The newer trucks feature greatly reduced emissions, but the upgrade requirements have presented a challenge for many companies, including Graham Trucking.
Though only 40 percent of the local drayage fleets are estimated to be in compliance, Graham Trucking’s recent purchase of 10 new Mack® Pinnacle™ trucks finalized their transition, says operations manager Mike Graham. Their local Mack dealer, TEC Equipment, got the trucks they needed in a transaction structured to the fleet’s operations.
“In our business, with our customer base, being compliant is not optional,” Graham says.
The Grahams have always been Mack fans, appreciating their power and durability, so it was a hard choice to switch from a 100 percent Mack fleet to a mixed fleet. One of their oldest Macks, a 1994 model, is still going strong. But the younger fleet enables them to meet port compliance and the Graham’s feel Mack is a far better option for reliability and driver satisfaction than any others.
So far, the fleet only has one mDRIVE™ -equipped Pinnacle in operation, but drivers like the automated manual transmission and there is a notable improvement in fuel mileage, Mike Graham says.
“We’ve had two different drivers in it, and they love the truck,” he says. “There’s a lot of training that takes place. You can’t just put a guy who’s driven a stick into an AMT — there’s nuances he needs to know.”
Working with their dealer, Tony Molina of TEC Equipment in Des Moines, Washington, has been crucial in helping them tweak their specs to meet their power and regulatory needs.
The fleet’s Pinnacles previously had one lift axle, but Mike Graham and TEC’s Molina added a second lift axle and a 445-hp MP®8 engine. Bridge laws in Washington and Oregon require a long wheel base — typically between 240-250 inches — to maximize their legal carry weight.
Pricing, parts availability, Mack’s legendary durability and the ability to spec to match application have made the new tractors valuable additions to the fleet, Graham says.

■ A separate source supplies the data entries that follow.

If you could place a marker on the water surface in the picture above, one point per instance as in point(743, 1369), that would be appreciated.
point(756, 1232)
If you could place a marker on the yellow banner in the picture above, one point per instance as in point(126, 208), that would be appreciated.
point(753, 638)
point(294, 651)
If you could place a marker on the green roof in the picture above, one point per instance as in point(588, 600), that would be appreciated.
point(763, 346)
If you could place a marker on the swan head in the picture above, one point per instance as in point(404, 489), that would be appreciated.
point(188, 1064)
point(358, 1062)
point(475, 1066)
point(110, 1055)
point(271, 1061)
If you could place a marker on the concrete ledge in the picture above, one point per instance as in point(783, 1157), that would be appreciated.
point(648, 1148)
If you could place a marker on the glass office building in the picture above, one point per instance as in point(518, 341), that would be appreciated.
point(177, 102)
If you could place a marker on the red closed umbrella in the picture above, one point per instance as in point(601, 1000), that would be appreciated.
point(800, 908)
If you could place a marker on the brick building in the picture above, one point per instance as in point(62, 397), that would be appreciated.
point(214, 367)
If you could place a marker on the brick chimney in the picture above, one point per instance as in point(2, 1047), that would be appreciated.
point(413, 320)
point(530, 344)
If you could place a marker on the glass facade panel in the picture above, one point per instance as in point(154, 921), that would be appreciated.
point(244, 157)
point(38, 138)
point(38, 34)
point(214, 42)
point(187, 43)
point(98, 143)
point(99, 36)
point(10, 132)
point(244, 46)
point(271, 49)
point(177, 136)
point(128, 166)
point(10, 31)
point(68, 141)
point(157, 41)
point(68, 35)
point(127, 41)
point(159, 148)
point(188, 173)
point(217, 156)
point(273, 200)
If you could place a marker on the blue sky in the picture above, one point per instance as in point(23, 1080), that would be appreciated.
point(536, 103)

“They work beautifully for the configurations that we already had on some of our other trucks,” he says. “We couldn’t be happier. The drivers love them.”

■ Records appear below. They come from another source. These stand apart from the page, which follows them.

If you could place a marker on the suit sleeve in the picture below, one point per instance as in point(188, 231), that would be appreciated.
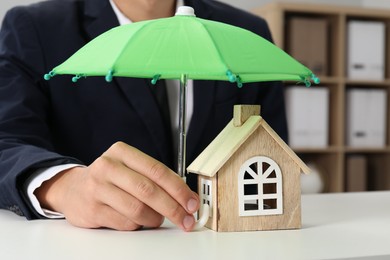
point(25, 144)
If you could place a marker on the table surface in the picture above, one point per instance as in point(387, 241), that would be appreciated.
point(334, 226)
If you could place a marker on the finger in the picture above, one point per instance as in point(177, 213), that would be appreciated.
point(152, 195)
point(130, 207)
point(158, 173)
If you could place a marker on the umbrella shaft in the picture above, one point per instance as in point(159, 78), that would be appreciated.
point(181, 168)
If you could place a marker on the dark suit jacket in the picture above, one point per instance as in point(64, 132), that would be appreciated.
point(45, 123)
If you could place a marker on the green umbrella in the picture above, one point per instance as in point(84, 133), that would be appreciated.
point(183, 47)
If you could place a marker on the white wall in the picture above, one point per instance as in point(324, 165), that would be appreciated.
point(244, 4)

The truck spec is critical, given the specialized nature of the container chassis Graham hauls. The fleet used to run four-axle, 53-foot container “super chassis,” but now the fleet has switched to 41-foot “ultra-light” chassis, bringing the chassis weight down from 12,500 pounds to 7,000 pounds, which permits heavier loads.
Driver retention is a constant issue for trucking companies nationwide and Graham’s drivers face a particular set of stressors: challenging terrain, new regulations, heavy traffic and long idle times at ports.

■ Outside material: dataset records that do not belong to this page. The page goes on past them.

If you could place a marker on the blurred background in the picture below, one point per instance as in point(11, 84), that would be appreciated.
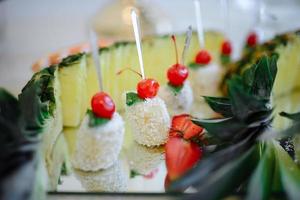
point(33, 29)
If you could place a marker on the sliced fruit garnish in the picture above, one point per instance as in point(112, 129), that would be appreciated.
point(181, 155)
point(183, 126)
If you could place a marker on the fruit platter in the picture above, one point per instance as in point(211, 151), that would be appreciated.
point(166, 114)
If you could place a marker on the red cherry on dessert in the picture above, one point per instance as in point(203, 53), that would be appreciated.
point(102, 105)
point(203, 57)
point(177, 74)
point(226, 48)
point(252, 39)
point(147, 88)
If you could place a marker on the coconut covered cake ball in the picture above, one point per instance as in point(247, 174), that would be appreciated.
point(147, 114)
point(99, 139)
point(112, 179)
point(144, 159)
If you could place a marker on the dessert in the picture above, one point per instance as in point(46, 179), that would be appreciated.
point(177, 93)
point(142, 159)
point(41, 105)
point(100, 136)
point(73, 79)
point(113, 179)
point(147, 114)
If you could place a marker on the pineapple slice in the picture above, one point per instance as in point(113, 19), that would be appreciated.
point(74, 92)
point(158, 54)
point(92, 79)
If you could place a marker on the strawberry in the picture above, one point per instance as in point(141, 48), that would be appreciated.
point(181, 156)
point(182, 125)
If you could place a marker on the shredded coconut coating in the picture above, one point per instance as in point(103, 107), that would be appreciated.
point(149, 121)
point(144, 159)
point(98, 147)
point(206, 80)
point(179, 103)
point(113, 179)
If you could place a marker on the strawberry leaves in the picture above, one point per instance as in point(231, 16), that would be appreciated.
point(247, 114)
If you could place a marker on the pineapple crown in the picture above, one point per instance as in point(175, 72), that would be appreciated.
point(248, 105)
point(247, 113)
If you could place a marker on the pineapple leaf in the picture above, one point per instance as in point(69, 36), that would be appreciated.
point(264, 77)
point(289, 172)
point(260, 186)
point(221, 105)
point(224, 129)
point(292, 116)
point(71, 60)
point(132, 98)
point(243, 103)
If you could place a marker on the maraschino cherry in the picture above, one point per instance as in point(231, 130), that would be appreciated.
point(102, 105)
point(177, 73)
point(226, 48)
point(252, 39)
point(203, 57)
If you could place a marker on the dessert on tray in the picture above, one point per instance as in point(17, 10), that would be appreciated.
point(177, 93)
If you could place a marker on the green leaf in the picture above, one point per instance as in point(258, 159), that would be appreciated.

Graham Trucking works hard to keep drivers happy, paying hourly and making sure their trucks are comfortable with plenty of amenities.
“With driver retention being critical now, it’s nice to give the drivers something very comfortable to drive, and Mack has been able to meet that comfort level with these new trucks,” Graham says. “They want to be comfortable when they’re in that truck all day, especially locally. It’s paramount in driver retention.”
Electronic logging devices and other modern technologies are frustrating to some drivers, but Graham tries to strike a balance between driver happiness and regulatory compliance.
Despite the trucking industry’s challenges, business remains steady. Graham Trucking, like many companies, took a heavy hit during the 2008 recession and terminal strikes, but they have emerged stronger — a trend Graham expects to continue. He credits his brother Robert for the company’s forward-thinking success.
“My brother is a mastermind of being 10 steps ahead of the game, whether it’s in business or equipment or trucks,” Graham says. “It’s fun to watch. It’s fun to learn.”
The new Macks fit well into that equation, offering much-needed reliability. Issues are rare and the technicians at TEC handle repairs quickly.
“In the time that we’ve owned these, we haven’t had a lot happen,” Graham says. “With these new Mack purchases, things have been going well. We’ll know a bit more as we get more data, but for now, we’re very happy.”